Soldado irreverente e anarquista, criado pelo norte-americano Mort Walker, completa 60 anos de sucesso e conquista leitores de quadrinhos em todo o mundo

Ele era apenas um universitário norte-americano no início dos anos de 1950. Com um ar de indiferença – mais tarde detectada como pura preguiça –, o rapaz era do tipo que “não queria nada com nada”, como se diz. Até que um fato mudou sua vida: ele se alistou no exército, em 1951, durante a Guerra da Coreia, na qual os Estados Unidos eram um dos aliados da Coreia do Sul contra a Coreia do Norte.

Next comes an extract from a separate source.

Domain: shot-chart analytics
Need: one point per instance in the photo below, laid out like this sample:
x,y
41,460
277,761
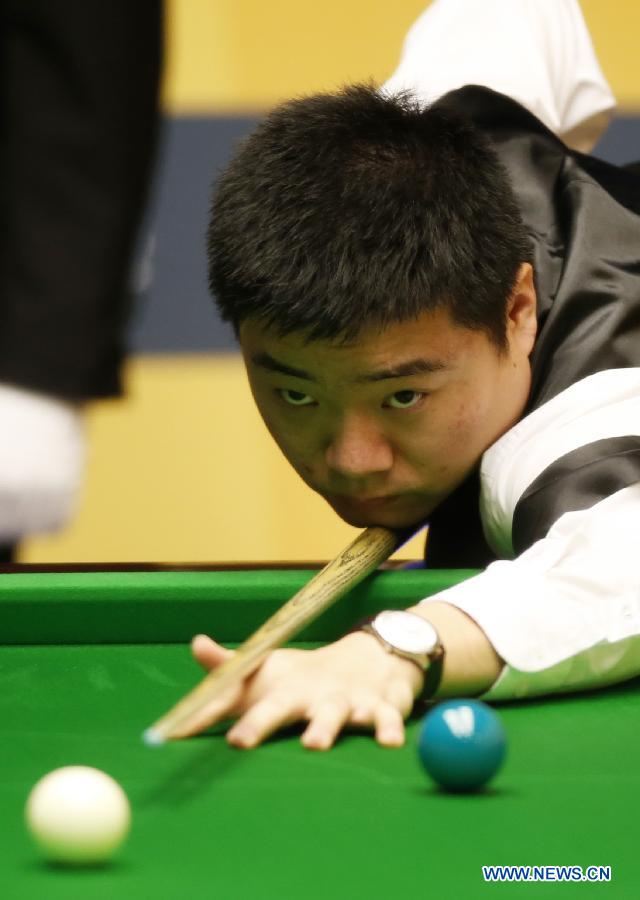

Ao contrário do que acontece com muitos jovens que partem para defender pontos de vista desconhecidos, numa terra distante, o final dessa história não foi triste. Esse é um relato de sucesso, e seu protagonista não morreu em combate – na verdade, são muitas as chances de ele viver para sempre. Como assim? É que estamos falando de um personagem de quadrinhos: o mundialmente conhecido Recruta Zero, criado pelo norte-americano Mort Walker e que completa 60 anos em 2010.

Os primeiros traços de Beetle Bailey, nome do personagem no original em inglês, são de 1949. É no ano seguinte que o simpático jovem, com o característico chapéu enterrado na cabeça – impedindo que enxerguemos seus olhos –, aparece pela primeira vez em uma tira de jornal.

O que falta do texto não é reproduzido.